Jung-min Choi

Date of Graduation

Summer 2010


Master of Science in Defense and Strategic Studies


Defense and Strategic Studies

Committee Chair

Kerry Kartchner


North Korea, United States, South Korea, Kim Jong-il, nuclear doctrine, tailored deterrence, military strategy, strategic culture, extended deterrence

Subject Categories

Defense and Security Studies


U.S. deterrence capabilities on the Korean Peninsula function as the main component to ensuring the safety of American allies and preventing a cascade of nuclear proliferation in Northeast Asia. However, since North Korea's 2006 nuclear test, the American security commitment on the Korean Peninsula and in Northeast Asia has been challenged.
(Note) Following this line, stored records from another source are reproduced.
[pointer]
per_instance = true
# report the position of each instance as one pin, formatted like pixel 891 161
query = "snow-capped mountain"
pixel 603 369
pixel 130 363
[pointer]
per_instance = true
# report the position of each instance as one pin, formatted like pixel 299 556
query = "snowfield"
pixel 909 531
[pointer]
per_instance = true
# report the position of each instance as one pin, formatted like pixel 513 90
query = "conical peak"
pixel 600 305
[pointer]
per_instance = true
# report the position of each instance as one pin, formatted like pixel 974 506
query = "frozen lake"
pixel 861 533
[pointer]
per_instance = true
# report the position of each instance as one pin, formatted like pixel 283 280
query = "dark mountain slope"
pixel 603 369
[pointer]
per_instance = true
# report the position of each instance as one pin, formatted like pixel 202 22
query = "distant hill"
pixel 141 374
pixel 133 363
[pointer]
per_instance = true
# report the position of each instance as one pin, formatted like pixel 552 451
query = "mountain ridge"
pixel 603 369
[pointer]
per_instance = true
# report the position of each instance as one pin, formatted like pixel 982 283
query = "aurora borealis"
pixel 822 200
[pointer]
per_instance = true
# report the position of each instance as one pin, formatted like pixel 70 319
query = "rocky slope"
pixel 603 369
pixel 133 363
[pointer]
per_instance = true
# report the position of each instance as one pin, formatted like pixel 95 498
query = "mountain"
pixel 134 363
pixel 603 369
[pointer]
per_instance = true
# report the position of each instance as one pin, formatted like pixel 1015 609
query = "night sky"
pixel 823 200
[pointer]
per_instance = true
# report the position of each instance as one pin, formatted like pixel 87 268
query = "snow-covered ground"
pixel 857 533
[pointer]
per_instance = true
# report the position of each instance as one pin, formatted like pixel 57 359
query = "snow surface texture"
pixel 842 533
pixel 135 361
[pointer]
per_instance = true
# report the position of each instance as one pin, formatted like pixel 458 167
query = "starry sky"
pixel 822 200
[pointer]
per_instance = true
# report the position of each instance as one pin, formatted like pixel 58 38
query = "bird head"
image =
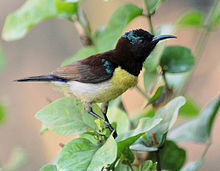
pixel 139 43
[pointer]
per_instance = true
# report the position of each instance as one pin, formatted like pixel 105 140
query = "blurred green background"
pixel 52 41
This thesis argues that "credible deterrence” is vital to maintaining a U.S. security commitment in the region and that to keep U.S. deterrence credible, U.S. deterrence capabilities need to be tailored to the changing security environment. It proposes an approach to tailoring U.S. deterrence toward a specific actor, North Korea, based on the notion of "knowing your enemy and yourself.” It also outlines a methodology for U.S. tailored deterrence using a doctrinal and cultural analysis approach of North Korea's nuclear doctrine. By understanding the unique values, norms, and perceptions of the Pyongyang regime and its nuclear doctrine, the U.S. may be able to predict the regime's strategic choices and tailor its deterrence capabilities toward North Korea, which would allow the U.S. to maintain credibility on the Korean Peninsula and in Northeast Asia.